Grand Slam singles results
- French Open Junior: 1R (2008)
- Wimbledon Junior: 1R (2008)
- US Open Junior: 2R (2007)

Doubles
- Career record: 0–1 (at ATP Tour level, Grand Slam level, and in Davis Cup)
- Career titles: 0 ITF
- Highest ranking: No. 699 (14 September 2009)

Grand Slam doubles results
- French Open Junior: 1R (2008)
- Wimbledon Junior: 2R (2008)
- US Open Junior: 2R (2008)

= Borut Puc =

Croatian-Slovenian tennis player

Borut Puc (born 19 January 1991) is a Croatian–Slovenian tennis player.

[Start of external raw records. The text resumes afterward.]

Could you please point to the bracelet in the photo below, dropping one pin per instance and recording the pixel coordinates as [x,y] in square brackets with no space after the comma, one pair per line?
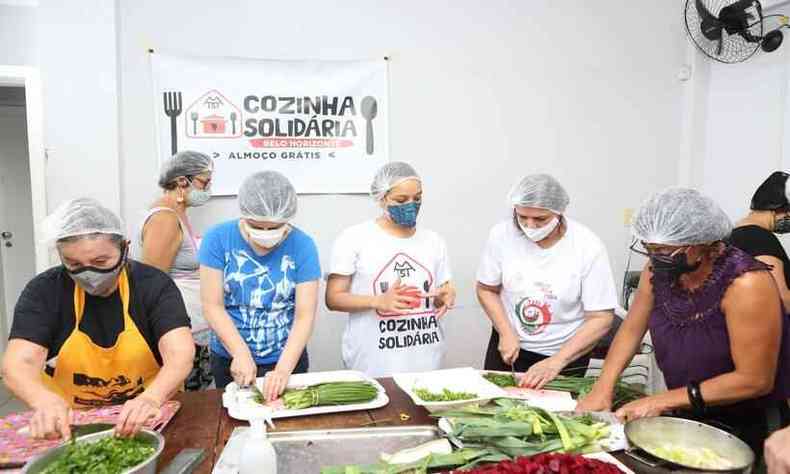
[698,406]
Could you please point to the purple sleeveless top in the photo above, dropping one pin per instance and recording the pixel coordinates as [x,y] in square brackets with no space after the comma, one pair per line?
[689,330]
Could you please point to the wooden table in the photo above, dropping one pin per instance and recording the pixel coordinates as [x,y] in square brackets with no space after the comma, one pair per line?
[203,423]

Puc has a career high ATP singles ranking of 466 achieved on 25 July 2011. He also has a career high ATP doubles ranking of 699 achieved on 14 September 2009.

Puc made his ATP main draw debut at the 2011 ATP Studena Croatia Open in the doubles draw partnering Toni Androić.

Borut Puc is the son of Iztok Puc, Slovenian-Croatian handball player. His grandfather, Hrvoje Horvat, also is a former Croatian handball player.